De nouveau, Enzo fait une pause dans le récit. Puis, il laisse apparaître l'information la plus importante.
— Il a raconté tout cela à Julien. Quand il avait seize ans.
Eliott, le nez sur le dossier complète :
— Date également à laquelle Julien a commis la première infraction : une tentative de rébellion contre le système. Heureusement sans grande conséquence vu le jeune âge. Il est seulement allé acheter quelques cigarettes.
Les deux hommes se regardent, le visage grave. Les morceaux de puzzle semblent s'assembler avec facilité, maintenant. Enzo formule la pensé qui les traverse tous les deux :
— Mais c'était trop tard, la graine était déjà plantée.
Eliott secoue la tête, consterné.
— La génération d'avant le Grand Soulèvement a posé beaucoup de problèmes, mais je pensais qu'une fois celle-ci éteinte, nous aurions la paix universelle à laquelle on aspire. Mais si la jeune génération est corrompue...
Les derniers mots meurent dans la gorge. Eliott fait la moue, en signe de dégoût. Enzo ne pouvait s'empêcher d'être désolé pour lui. Lorsque le chef mourrait, c'est Eliott qui récupérerait le tout : un poids lui pesait déjà sur les épaules. Depuis petit, sans doute, il avait été bercé par les histoires de ce monde parfait auquel il aspirait, et la fuite de Julien lui rappelait que ce monde pouvait toujours lui filer entre les doigts, à tous moments. Enzo lui-même se sentait grisé lorsqu'il pensait à ce que pouvait être ce monde, sans plus aucun non-conformes, même si cela devait annoncer la fin du métier qu'il aimait tant.
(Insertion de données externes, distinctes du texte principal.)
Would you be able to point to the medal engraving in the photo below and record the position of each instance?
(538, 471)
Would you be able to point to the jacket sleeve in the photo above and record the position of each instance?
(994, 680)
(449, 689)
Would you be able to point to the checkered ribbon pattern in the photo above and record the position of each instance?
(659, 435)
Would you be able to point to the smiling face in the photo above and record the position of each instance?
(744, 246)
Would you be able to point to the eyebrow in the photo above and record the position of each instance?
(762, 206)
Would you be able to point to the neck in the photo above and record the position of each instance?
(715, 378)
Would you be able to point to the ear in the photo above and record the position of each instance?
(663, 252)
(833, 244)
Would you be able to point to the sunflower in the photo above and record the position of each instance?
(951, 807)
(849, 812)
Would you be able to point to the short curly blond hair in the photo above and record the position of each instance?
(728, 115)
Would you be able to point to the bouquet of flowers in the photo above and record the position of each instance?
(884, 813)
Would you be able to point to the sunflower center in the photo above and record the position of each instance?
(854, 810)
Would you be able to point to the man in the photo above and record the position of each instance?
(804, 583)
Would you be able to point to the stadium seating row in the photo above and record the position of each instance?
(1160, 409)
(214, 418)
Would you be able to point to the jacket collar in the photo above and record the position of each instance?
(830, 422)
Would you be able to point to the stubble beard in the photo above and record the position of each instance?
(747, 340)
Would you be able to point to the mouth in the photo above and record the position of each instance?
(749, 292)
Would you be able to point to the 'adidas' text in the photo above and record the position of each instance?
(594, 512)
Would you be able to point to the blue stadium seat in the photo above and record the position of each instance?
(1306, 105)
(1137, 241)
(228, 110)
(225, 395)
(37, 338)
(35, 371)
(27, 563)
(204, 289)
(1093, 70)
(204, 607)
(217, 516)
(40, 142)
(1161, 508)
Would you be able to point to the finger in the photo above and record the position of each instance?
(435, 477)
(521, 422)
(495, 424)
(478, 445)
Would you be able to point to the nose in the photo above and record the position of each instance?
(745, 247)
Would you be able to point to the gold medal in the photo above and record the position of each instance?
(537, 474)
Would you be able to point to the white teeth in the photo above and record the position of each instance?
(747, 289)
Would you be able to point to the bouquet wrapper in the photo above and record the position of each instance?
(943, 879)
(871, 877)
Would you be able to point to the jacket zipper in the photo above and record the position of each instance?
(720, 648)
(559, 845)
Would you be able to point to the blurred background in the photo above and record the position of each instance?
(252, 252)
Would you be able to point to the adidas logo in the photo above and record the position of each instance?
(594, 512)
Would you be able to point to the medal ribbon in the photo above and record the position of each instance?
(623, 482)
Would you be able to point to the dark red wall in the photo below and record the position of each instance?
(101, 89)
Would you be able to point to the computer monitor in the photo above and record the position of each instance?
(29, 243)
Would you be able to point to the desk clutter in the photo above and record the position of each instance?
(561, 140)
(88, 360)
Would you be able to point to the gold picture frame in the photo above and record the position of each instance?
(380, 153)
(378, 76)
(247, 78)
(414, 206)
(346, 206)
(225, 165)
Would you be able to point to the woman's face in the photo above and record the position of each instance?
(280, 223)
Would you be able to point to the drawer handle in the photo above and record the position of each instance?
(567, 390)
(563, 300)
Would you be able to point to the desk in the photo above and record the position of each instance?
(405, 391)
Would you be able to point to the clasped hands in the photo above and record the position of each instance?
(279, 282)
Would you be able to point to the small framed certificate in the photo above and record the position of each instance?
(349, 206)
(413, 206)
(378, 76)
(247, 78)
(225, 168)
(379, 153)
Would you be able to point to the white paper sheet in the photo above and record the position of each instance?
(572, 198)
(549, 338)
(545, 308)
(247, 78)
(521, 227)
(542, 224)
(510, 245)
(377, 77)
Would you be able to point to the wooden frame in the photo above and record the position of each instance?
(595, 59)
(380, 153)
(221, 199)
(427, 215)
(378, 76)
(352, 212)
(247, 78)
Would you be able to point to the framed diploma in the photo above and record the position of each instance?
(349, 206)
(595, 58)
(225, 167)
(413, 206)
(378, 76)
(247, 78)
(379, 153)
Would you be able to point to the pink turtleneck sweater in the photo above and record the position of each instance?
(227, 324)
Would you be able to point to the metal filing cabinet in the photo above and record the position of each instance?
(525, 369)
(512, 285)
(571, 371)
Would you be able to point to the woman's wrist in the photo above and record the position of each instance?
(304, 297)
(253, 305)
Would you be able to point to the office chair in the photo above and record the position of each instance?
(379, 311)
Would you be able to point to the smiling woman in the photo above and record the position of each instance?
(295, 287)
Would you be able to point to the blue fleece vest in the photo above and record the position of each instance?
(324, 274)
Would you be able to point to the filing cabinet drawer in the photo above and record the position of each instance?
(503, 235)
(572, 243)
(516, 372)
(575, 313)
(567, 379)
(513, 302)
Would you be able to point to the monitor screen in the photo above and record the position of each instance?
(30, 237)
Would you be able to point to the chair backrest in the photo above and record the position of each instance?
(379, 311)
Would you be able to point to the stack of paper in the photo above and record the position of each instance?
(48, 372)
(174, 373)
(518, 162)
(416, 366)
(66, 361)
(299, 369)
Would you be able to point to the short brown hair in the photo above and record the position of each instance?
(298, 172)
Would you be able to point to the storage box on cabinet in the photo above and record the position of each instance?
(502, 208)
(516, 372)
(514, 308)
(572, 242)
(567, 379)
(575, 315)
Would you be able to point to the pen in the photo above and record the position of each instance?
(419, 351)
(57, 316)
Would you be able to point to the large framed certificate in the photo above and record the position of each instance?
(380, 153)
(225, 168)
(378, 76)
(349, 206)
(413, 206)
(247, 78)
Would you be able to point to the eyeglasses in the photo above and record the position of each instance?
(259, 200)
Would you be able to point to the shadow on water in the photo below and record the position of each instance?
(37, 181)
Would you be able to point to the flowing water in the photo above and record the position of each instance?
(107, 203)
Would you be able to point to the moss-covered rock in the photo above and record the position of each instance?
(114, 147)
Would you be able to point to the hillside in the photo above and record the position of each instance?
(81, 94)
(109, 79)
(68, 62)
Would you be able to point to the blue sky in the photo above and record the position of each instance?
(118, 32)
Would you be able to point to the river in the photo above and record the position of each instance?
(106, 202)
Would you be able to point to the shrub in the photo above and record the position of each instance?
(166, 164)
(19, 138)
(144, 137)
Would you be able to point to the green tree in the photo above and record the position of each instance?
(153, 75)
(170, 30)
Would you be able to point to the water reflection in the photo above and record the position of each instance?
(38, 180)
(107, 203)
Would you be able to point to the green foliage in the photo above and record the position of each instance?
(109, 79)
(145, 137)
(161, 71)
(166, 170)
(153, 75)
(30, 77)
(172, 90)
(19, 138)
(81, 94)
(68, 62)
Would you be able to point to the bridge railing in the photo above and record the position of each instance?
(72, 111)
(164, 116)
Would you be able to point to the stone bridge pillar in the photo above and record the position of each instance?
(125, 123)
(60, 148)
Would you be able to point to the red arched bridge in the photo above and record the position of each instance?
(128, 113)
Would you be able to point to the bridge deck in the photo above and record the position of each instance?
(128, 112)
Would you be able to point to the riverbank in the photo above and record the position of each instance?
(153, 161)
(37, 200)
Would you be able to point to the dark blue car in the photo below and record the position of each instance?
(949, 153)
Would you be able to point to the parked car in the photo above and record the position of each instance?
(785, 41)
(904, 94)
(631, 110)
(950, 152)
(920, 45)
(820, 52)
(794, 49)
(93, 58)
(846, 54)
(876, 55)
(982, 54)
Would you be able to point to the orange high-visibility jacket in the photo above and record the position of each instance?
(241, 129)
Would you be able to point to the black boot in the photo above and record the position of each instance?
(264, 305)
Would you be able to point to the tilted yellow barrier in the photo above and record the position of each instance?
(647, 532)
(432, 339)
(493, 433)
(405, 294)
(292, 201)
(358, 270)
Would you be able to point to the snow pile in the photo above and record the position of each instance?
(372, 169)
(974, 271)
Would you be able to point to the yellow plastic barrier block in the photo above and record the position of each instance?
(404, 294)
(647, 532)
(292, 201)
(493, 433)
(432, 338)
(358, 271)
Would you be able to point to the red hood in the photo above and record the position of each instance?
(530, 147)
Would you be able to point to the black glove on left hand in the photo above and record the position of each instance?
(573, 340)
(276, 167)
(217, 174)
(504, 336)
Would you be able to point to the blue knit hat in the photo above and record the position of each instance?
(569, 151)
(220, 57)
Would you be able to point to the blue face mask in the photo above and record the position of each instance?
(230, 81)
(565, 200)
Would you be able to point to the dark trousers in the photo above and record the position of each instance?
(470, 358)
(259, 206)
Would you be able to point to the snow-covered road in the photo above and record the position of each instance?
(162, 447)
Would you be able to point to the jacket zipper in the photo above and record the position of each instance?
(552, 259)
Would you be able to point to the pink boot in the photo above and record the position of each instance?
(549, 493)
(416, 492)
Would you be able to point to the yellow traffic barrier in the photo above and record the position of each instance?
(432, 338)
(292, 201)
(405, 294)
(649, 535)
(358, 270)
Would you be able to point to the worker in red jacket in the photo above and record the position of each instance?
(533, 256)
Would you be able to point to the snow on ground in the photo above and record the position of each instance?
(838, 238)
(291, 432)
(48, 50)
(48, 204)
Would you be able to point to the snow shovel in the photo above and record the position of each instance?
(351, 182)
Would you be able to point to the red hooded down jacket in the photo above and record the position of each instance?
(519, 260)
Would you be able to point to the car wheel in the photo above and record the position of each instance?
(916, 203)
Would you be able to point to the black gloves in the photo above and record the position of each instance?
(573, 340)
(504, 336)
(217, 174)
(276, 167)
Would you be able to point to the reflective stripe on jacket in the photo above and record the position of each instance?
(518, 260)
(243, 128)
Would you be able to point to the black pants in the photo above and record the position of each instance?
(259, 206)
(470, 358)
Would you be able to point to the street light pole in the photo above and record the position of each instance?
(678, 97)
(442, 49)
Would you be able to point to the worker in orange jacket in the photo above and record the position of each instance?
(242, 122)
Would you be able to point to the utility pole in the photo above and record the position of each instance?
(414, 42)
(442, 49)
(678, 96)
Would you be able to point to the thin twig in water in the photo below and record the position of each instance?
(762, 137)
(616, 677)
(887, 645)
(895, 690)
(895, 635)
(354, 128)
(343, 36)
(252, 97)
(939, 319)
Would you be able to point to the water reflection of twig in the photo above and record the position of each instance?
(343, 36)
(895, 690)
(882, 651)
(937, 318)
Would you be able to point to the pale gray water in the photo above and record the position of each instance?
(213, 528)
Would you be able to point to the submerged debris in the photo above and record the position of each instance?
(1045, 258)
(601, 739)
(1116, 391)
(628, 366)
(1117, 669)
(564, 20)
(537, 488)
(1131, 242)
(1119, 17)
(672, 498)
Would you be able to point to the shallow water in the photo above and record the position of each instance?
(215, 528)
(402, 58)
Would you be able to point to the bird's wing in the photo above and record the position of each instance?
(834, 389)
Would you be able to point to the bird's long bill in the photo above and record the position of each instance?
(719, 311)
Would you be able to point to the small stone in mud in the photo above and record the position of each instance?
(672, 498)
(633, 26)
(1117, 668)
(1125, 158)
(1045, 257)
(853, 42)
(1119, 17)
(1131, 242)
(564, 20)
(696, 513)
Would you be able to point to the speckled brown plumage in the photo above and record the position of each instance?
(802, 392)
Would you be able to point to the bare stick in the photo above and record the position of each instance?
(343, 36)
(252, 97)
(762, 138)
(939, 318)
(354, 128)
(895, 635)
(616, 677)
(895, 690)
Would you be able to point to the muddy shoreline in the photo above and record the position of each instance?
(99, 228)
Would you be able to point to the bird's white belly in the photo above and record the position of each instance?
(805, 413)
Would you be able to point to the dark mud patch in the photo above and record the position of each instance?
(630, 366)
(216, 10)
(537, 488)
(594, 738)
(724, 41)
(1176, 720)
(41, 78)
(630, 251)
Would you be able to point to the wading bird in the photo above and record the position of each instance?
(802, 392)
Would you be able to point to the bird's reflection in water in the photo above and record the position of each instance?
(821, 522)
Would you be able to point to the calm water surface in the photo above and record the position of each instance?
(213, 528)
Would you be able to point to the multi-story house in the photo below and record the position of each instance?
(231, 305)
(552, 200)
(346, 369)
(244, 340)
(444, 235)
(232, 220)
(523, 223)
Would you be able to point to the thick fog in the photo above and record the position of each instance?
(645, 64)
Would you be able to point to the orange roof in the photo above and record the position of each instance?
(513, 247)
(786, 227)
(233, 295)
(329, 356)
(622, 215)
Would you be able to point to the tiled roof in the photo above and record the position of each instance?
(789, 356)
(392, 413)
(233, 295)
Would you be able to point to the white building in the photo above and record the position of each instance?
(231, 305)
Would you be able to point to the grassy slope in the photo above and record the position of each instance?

Mais déjà l'état mélancolique d'Eliott, cette faiblesse dans l'air autoritaire qu'il se donnait, n'était plus qu'un souvenir. Le jeune homme se ressaisit et déclare :
— Bon, il y a un lien avec le grand-père, c'est certain. Est-ce que... Il ne chercherait pas à le libérer ?
Enzo pense à la mission suicide que ce serait : il fallait déjà réussir à pénétrer à l'intérieur de ces murs hérissés de barbelés, sans se faire repérer par un garde. Puis, s'orienter dans le complexe de quelque deux hectares. Et enfin, réussir à s'orienter dans les couloirs, et trouver la bonne porte. Julien serait trouvé avant même de trouver lui-même ce qu'il cherche. Du moins, c'est ce qu'espérait Enzo. Il le fait remarquer à Eliott :
— Dans ce cas, pourquoi ne pas attendre tranquillement que Julien arrive ici ?
Eliott a une moue désapprobatrice.
— On ne sait pas dans combien de temps il compte venir : demain, dans une semaine ? Plusieurs mois ? En attendant, l'opinion publique s'emballe et je ne veux pas risquer une seconde guerre civile. N'oublie pas Enzo : je le veux le plus rapidement possible.
Le regard d'Eliott est dur. Cela sonne comme un reproche. Comme si Enzo ne faisait pas déjà du mieux qu'il pouvait. Il se renfonce dans le siège qu'il occupe, les bras croisés. Le grand-père de Julien était encore vivant, enfermé dans l'étage le plus haut du bâtiment.
— Dans ce cas, on peut demander à l'intéressé lui-même.